I keep getting error messages like this...
----------------------------------------------------------------------------------------------
My disks task is waiting for user interaction.Description:
Information: Failed to read data from the disk.
Details: Failed to read from sector '452,619,040' of hard disk '3'. Try to repeat the operation. If the error persists,
heck the disk using Check Disk Utility and create a backup of the disk.
Failed to read the snapshot. (0x10C45A)

CRC error. (0x100155)
-----------------------------------------------------------------------------------------------------

I have a new hard drive coming today. Will remove the one I am backing up to now and rteplace it with a new one. See if that solves it. 

Fred, the error message: Failed to read from sector '452,619,040' of hard disk '3'. uses a different disk numbering scheme that the one used by Windows, so in this message disk '3' is actually Windows Disk '2', which if the information given earlier is correct would be your D: drive?

I would recommend running CHKDSK /B against all of your disk drives to check for any filesystem or sector errors.

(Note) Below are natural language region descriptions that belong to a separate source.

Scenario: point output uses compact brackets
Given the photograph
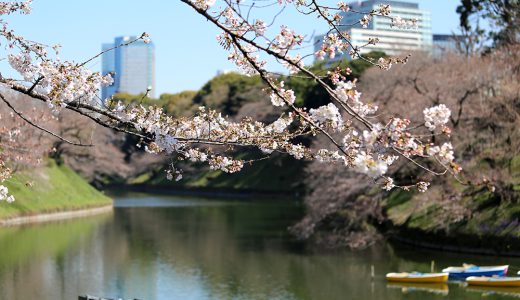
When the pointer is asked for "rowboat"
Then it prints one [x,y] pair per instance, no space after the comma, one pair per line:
[472,270]
[417,277]
[487,291]
[493,281]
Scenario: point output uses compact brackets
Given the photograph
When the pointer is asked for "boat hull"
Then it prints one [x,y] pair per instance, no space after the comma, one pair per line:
[494,282]
[417,278]
[498,271]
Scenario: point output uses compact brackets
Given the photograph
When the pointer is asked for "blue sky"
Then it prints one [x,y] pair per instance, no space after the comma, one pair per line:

Windows 7 . A hell of a lot better than 10. Thats why we installed it to replace 10. 
Anyway   I have a hard drive with Windows 10 on it and Windows 7 on it. I found out yesterday that the reason it wasn't booting to Windows 7 was because there was no boot sector on it.  The computer was booting with the windows 10 drive. 
I tried several times using the Windows disk to fix the boot sector but it wasn't finding an operating system. Today like magic it found the operating system, created the boot disk and everything is operating fine.
I have since cloned the drive to another drive in case that one ever goes bad or has a problem I can boot to the other one. Thanks for all the responses but I have to resolve that now thank God.